Unfortunately, this is something that must be considered before devoting time, money and resources into a case and patient. Assessing the animal as a whole is imperative as we must be realistic in our abilities in both treatment and rehoming. I don’t mean this as a death sentence as the organisation I work for rehomes many older and geriatric animals, with deformities, pre-existing conditions, lifelong treatment required etc; but in the same breath I have had owners sign over their lifelong pet who are ultimately at deaths door, and they would like to sign them over for rehoming. Realistically a 12-year-old collapsed dog who is unable to stand will not be re-home-able.

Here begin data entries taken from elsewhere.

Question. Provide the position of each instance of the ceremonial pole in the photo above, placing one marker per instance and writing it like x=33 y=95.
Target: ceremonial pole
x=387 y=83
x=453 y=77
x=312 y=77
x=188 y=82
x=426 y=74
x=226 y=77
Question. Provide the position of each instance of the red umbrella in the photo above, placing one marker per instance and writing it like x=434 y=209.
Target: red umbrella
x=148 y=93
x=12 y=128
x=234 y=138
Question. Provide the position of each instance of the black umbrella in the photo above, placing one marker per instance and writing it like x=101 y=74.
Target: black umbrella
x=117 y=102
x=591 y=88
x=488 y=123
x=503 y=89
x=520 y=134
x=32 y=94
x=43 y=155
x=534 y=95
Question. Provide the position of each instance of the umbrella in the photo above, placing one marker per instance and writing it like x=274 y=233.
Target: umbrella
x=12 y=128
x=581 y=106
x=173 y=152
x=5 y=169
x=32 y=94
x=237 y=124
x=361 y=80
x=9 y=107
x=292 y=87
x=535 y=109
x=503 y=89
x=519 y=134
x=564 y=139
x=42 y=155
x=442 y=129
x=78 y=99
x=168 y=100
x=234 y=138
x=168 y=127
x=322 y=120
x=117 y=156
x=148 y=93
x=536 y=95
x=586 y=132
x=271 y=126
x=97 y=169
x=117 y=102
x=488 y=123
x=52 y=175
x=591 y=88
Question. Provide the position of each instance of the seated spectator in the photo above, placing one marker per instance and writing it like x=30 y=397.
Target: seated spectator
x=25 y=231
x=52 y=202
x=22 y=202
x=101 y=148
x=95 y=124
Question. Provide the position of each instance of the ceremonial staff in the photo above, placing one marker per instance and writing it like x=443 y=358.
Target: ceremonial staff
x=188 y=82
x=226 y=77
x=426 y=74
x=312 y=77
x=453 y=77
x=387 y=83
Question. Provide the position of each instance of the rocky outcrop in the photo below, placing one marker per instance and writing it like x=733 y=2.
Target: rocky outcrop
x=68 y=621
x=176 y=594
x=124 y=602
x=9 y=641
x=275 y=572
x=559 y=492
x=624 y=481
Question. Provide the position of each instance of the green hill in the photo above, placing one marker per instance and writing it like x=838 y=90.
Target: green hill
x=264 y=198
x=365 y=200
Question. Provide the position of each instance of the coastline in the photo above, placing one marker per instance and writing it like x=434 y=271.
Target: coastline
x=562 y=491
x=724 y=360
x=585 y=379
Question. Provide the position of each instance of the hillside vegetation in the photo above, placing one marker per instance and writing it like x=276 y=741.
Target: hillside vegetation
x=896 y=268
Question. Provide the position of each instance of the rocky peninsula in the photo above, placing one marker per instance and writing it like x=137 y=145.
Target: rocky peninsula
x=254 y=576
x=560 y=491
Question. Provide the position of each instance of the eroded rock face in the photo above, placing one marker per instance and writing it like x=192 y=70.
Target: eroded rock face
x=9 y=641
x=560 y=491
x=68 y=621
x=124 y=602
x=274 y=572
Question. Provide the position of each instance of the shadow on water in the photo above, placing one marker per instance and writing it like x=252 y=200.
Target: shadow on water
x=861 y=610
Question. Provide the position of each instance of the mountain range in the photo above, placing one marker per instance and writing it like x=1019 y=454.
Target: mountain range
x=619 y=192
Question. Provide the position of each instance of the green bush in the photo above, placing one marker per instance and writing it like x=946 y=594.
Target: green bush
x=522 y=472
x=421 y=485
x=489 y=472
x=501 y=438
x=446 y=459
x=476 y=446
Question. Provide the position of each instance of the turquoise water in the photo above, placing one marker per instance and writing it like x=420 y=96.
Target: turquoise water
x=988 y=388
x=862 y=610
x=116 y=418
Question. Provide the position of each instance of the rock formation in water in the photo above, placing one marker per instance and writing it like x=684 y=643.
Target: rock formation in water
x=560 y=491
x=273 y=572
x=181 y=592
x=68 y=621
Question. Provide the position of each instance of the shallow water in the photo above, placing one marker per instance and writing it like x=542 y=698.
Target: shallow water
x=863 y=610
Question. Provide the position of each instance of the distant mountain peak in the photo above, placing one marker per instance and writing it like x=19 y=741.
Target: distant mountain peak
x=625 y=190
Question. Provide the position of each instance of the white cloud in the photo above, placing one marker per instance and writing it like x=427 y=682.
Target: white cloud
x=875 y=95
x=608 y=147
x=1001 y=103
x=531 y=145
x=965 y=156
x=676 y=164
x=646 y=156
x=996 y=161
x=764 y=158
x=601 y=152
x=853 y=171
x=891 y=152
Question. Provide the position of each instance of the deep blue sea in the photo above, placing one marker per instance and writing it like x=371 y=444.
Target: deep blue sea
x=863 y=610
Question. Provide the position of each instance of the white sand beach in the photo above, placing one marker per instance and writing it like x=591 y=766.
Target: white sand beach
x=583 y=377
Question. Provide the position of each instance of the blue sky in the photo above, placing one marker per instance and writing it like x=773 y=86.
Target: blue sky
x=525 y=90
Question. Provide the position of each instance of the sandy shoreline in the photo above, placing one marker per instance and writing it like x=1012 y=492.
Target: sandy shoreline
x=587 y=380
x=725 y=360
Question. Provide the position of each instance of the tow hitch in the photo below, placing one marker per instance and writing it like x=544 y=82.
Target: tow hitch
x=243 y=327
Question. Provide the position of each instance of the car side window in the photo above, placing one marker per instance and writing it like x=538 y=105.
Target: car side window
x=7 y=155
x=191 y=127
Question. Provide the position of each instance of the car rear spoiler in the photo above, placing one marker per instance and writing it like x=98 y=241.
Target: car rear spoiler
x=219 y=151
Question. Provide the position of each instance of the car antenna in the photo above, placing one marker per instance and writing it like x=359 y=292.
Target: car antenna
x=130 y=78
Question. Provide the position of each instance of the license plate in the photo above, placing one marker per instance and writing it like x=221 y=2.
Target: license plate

The reason I wrote this post was because I find a lot of uninformed arguments online regarding the “unnecessary killing” of many animals that come into the care of veterinary organisations. These are incredibly upsetting to read and can belittle the work of many dedicated veterinary staff. Education has helped change many of my own opinions, and if this helps one individual understand the moral and internal battles charity workers go through when coming to a decision, I’ll be happy.

Euthanasia is not a "tick box" exercise, and by no means am I suggesting that if an animal is highlighted in one of the areas above, they should be put to sleep. Animals are incredibly robust, they can and do overcompensate to avoid looking weak. I am advising that when you next hear of the "killer animal charity" euthanising a perfectly healthy cat/dog, to consider if that is accurate or not.